Читаем Воображаемые встречи полностью

— Шопен уверял, что его не утомляют мои посещения. В те дни, когда ему становилось лучше, он даже играл. Но, конечно, он был очень слаб… И все же, как ни странно вам это покажется, я, здоровый, полный сил, хотя и много переживший, я находил опору в умирающем Шопене! Не думайте, что он бодрился в моем присутствии. Нет, он не притворялся, не уверял, что «сегодня ему гораздо лучше». Но какая-то просветленная мудрость была во всем, что он говорил тогда. Это было достойное завершение прекрасной поэмы, — прекрасной, несмотря на последние трагические страницы.

…Мы назвали его романтиком. Но верно ли это?

У Делакруа есть манера: в неторопливом разговоре иногда прерывать свою речь вопросом, обращенным не к собеседнику, а как бы к самому себе.

— У всех романтиков общие черты: любовь к народу, к сказке, тонкое чувство природы, внимание к внутреннему миру человека… Все это так. Но подумайте: что общего между музыкой Шопена и, скажем, Берлиоза; Шумана и Вагнера? Что объединяет их, кроме этих общих признаков романтизма? Они настолько различны, что порой кажутся антиподами.

А все они романтики. В искусстве как раз важны различия, а не сходство…

Но если уж так необходимо противопоставлять классиков романтикам, то Шопена я назвал бы скорее классиком. Моцарт и Бетховен ему ближе, чем Лист и Берлиоз. Не только сонаты, баллады, «Фантазия», то есть крупные вещи, в которых классическая ясность и стройность формы обязательны, но даже в маленьких пьесах Шопена, даже в его трехстрочном прелюде та же стройность и строгость. У других романтиков мы находим длинноты, у Шопена — никогда. Не поймите меня превратно: «длинноты» Шуберта и Шумана и сами по себе уместны, отбросить их нельзя. Они рождены необходимостью, это естественная, прекрасная вольность, когда чувства теснятся и изливаются непосредственно, а иногда и сумбурно, как у Берлиоза, например. В этом сумбуре есть своя логика, не отрицаю. Но у Шопена при его фантазии, может быть не менее бурной, чем у Берлиоза, преобладает строгий разум, величайшее чувство соразмерности.

Слушая его музыку, я думаю: «О, какая пластика!» По сравнению с нежной, поэтической мелодикой Шопена, с легкостью его рисунка, всякая другая музыка может показаться грубой, неуклюжей. Вы, конечно, поймете меня.

— Разумеется.

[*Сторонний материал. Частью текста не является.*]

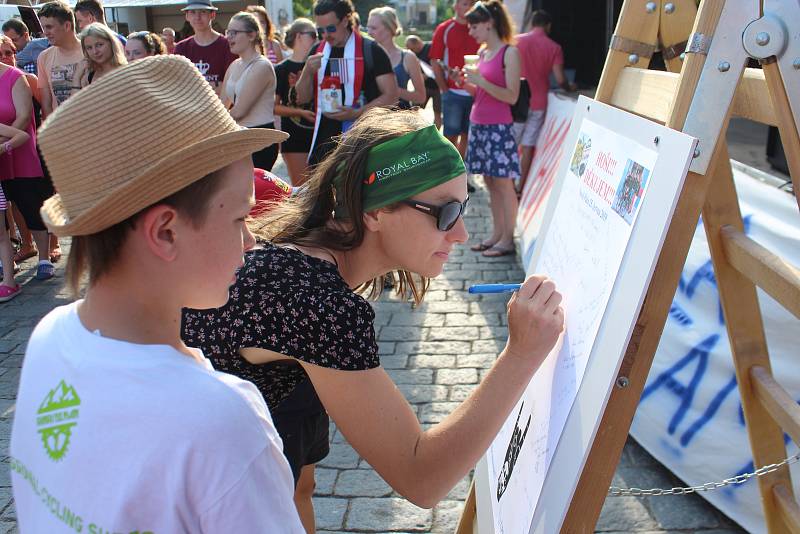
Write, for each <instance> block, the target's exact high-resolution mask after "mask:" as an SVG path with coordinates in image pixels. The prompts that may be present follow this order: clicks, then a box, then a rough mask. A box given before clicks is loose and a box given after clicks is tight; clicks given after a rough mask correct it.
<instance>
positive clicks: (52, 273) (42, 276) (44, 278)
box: [34, 262, 56, 280]
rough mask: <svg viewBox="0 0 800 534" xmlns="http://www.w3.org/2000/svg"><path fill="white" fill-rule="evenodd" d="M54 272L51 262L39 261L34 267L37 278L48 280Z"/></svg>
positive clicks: (42, 279) (54, 275)
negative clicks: (34, 266) (41, 262)
mask: <svg viewBox="0 0 800 534" xmlns="http://www.w3.org/2000/svg"><path fill="white" fill-rule="evenodd" d="M55 274H56V268H55V265H53V264H52V263H47V262H44V263H40V264H39V266H38V267H37V268H36V276H35V277H34V278H36V279H37V280H49V279H51V278H53V276H55Z"/></svg>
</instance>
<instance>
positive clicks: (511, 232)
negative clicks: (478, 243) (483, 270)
mask: <svg viewBox="0 0 800 534" xmlns="http://www.w3.org/2000/svg"><path fill="white" fill-rule="evenodd" d="M484 180H485V181H486V187H487V188H488V189H489V201H490V202H491V208H492V223H493V225H494V226H493V230H492V237H491V238H490V239H489V240H488V241H486V242H485V244H489V243H491V244H492V247H491V248H489V249H488V250H485V251H484V252H483V255H484V256H489V257H494V256H505V255H506V254H509V253H513V251H514V224H515V222H516V218H517V207H518V201H517V193H516V191H515V190H514V181H513V180H511V179H509V178H496V177H492V176H484Z"/></svg>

Но близость Шопена к классикам подтверждается и его любовью к Баху.

— О да! Вы могли заметить это по его музыке. Шопен боготворил Баха. Он не начинал своего рабочего дня, прежде чем не сыграет хотя бы одну баховскую прелюдию и фугу. По утрам, совсем больной, он следовал этому правилу. Он играл при мне, и я жалел тех, кто не слышит этого исполнения Баха.

…В те дни мы никогда не говорили о личном, почти не говорили, — только об искусстве. Разве иногда он вспоминал Лукрецию[75]. Он еще не до конца понимал ее и думал, что я сумею объяснить ее характер.

— И вам это удалось?

— Нет. Каждый из них шел уже своей дорогой, но мне казалось, Шопен все еще любит ее. А в таких случаях нельзя ни порицать, ни оправдывать, тем более что его дорога была коротка. Я больше слушал, чем говорил.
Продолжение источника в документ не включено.